The obvious monster is Mr Hyde: the snarling, feral animalistic mass of murderous impulses. First, Hyde beats up a little girl. Later, he stamps an kindly white-haired old man to death - and enjoys it.

As the title of Stevenson's novella contrasts the characters of Jekyll and Hyde, so too does the reader. We meet the eminent Dr Jekyll, cowering in darkness, haunted, and feel sorry for him. But he is the real monster. Hyde's body is his body; Hyde's nature is his nature, and is his own creation. Dr Jekyll is a man who craves respectability at any price.

In order to preserve his respectability, and indulge his darkest desires, Dr Jekyll works on a compound that will transform him - separate his good and bad natures, and let it loose. It's an addiction. Though Jekyll is appalled, he always needs one more hit. He enjoys the transformation, enjoys the power, enjoys the feeling of keeping clean. With his alter-ego, Jekyll enjoys rolling in the dirt.

It's like the question: if a tree falls in the forest, does it make a sound? If we do mean, cruel, disgusting things, does it matter if no-one finds out? Various experiments have proved that in darkened rooms, more people will cheat for a financial gain. Under cover of darkness, when we think that we can't be seen, we lose our inhibitions. More crimes are committed under cover of darkness than in daylight.

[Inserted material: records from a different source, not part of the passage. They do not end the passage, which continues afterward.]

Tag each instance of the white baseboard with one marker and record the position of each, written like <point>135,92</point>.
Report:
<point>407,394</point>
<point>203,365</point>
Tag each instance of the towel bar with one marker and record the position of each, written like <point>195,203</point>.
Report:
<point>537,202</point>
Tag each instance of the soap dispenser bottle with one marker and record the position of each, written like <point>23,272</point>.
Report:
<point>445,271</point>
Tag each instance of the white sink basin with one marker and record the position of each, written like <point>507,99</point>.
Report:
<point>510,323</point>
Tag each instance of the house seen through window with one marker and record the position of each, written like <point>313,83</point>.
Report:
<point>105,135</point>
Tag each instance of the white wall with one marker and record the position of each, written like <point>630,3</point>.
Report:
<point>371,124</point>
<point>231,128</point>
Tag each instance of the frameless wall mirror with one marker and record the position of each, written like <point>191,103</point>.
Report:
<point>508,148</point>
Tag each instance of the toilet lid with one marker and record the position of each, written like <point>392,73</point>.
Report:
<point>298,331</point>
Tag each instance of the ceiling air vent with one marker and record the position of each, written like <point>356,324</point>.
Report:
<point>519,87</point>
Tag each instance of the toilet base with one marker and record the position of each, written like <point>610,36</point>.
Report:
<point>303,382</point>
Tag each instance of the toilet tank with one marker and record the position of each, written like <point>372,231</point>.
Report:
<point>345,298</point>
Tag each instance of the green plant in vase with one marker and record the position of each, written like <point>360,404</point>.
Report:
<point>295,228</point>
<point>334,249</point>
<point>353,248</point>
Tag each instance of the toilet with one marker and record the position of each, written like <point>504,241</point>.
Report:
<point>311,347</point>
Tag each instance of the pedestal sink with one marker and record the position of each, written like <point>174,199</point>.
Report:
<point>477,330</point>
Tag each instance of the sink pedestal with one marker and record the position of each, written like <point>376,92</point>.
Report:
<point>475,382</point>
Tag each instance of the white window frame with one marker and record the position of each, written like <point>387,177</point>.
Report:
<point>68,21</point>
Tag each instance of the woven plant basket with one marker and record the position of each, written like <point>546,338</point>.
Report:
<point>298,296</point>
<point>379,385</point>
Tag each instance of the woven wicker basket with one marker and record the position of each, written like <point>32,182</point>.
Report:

Respectability and social pressures of the Victorian era are hard for us to understand today. We can easily understand that it's not okay to beat small children and kindly old men. But what's harder is to feel the social pressures that Stevenson was working in. In some ways, this morality tale is too sharply cut: none of us want to beat old men, or small children - hopefully. But we face temptations on a daily basis. Newspapers are full of public figures' moral failings: MPs fiddling expenses, Cameron bowing to pressure from the tobacco lobby, suicides of alleged-rape victims who weren't believed, where establishment interests were at stake. If your friend committed a crime, should you protect them? If you could get more money for your family, would you undermine a colleague's position at work?

In real life, the moral universe is rarely as clear-cut as respectable doctors vs murderers. It's about the subtle slide into the pit and the fact that often, there's something to enjoy on the way down. If there weren't something in it for us, we wouldn't go there in the first place.

Earlier drafts of the novel have a different slant: Jekyll's secret crime is not murder, it's homosexuality, and the psychological damage is not the consciousness of evil, but the damage of a torn nature. Society condemned homosexuality, and it had to be hidden. Ultimately, Stevenson abandoned this element - as too dangerous, too hot to handle. But it lies, still at the heart of the novel, making it hard to pin down whether Stevenson meant us to condemn social judgement, or condemn the person who thinks they can indulge animalistic urges as long as no one is looking.